Plaster was featured on Mark Wills's 2003 single "And the Crowd Goes Wild", from his album of the same name.

==Honors==
In 2006, Plaster was named to the inaugural Talkers Magazine "Talkers 250" list, highlighting the 250 most influential talk radio hosts in America. He remained on the list in 2007 and 2008.

==Personal life==
Plaster graduated from Battle Ground Academy in 1977. He was inducted into the Distinguished Alumnus Hall of Fame in June 2008. He also graduated from Vanderbilt University in 1981.

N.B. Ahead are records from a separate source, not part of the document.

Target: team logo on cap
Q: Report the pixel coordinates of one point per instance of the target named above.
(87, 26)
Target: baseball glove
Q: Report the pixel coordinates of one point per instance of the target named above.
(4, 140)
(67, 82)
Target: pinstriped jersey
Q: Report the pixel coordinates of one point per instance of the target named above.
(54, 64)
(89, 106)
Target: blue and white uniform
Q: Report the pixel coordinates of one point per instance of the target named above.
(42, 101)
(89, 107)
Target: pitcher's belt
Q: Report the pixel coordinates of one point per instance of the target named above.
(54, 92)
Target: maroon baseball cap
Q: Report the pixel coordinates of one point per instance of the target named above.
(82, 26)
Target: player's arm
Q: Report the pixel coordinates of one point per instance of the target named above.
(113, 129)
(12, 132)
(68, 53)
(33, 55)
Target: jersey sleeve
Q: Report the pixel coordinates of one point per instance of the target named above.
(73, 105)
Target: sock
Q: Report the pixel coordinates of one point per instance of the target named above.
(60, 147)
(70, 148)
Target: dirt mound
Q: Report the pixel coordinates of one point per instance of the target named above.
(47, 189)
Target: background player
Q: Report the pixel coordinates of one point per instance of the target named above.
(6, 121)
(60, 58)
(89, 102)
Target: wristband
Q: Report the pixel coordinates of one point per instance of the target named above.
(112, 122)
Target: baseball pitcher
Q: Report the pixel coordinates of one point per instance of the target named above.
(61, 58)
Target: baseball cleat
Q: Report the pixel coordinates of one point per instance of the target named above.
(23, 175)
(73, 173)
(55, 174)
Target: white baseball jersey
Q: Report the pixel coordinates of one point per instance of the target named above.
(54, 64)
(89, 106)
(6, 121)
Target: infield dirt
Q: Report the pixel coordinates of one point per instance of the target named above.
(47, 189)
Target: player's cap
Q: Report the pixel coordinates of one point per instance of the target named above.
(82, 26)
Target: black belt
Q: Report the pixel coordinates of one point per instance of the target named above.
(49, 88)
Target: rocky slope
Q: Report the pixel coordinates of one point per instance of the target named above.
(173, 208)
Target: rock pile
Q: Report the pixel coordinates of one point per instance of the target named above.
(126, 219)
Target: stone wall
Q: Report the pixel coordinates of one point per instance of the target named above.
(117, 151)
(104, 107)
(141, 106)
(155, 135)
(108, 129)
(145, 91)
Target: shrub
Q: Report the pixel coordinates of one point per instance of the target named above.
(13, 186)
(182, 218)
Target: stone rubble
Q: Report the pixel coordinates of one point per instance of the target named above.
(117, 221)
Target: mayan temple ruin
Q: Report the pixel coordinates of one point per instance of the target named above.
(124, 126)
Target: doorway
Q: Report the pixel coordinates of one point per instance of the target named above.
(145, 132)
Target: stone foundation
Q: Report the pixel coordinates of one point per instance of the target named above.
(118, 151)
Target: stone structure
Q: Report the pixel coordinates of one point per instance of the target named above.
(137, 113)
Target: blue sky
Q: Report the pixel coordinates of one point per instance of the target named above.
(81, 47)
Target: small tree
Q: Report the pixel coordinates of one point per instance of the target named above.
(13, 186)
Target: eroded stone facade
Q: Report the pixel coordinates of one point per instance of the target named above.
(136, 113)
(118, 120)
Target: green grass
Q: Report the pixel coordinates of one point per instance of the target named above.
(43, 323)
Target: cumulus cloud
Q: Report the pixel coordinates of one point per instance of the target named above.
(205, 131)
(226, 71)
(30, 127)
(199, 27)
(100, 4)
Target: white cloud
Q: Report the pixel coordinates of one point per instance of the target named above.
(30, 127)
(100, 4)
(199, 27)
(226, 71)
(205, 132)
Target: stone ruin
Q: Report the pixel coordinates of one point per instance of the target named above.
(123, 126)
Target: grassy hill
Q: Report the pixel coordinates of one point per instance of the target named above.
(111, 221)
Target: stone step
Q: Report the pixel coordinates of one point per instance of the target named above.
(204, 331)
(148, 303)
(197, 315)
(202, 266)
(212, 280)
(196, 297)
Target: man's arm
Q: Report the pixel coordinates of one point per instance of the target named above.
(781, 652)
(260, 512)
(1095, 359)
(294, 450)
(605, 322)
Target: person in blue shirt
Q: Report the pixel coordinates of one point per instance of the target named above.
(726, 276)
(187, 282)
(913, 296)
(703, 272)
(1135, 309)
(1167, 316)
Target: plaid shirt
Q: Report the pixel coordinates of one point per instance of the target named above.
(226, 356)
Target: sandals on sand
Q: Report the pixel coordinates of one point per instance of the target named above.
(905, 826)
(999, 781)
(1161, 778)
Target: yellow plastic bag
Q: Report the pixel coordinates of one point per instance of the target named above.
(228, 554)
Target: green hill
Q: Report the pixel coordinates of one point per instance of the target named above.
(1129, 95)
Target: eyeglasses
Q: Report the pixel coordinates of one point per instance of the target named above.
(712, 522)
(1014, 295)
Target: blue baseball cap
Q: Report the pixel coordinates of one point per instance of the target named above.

Plaster is a Nashville native. His late father was a close friend of the late former Nashville Vols, Vanderbilt, and Georgia Bulldogs announcer Larry Munson. He is proud of his Greek-American heritage and makes frequent reference to it, being for a long time one of three Greek-Americans prominent in Nashville broadcasting, the others being former WSMV news anchor Demetria Kaledemos and longtime (now retired) WTVF anchor Chris Clark.

==Bobblehead George==
In June 2008, the Nashville Sounds baseball team gave away George Plaster bobblehead dolls as a game promotion. Nashvillian Jim Reams began posting photos on a website showing "Bobblehead George" dolls in diverse places around the world. After the website was listed ranked 74th the WordPress list of "top 100 fastest growing blogs", Reams decided to put the website to use as a fundraiser, and dedicated all revenues to an advocacy organization for hereditary angioedema patients.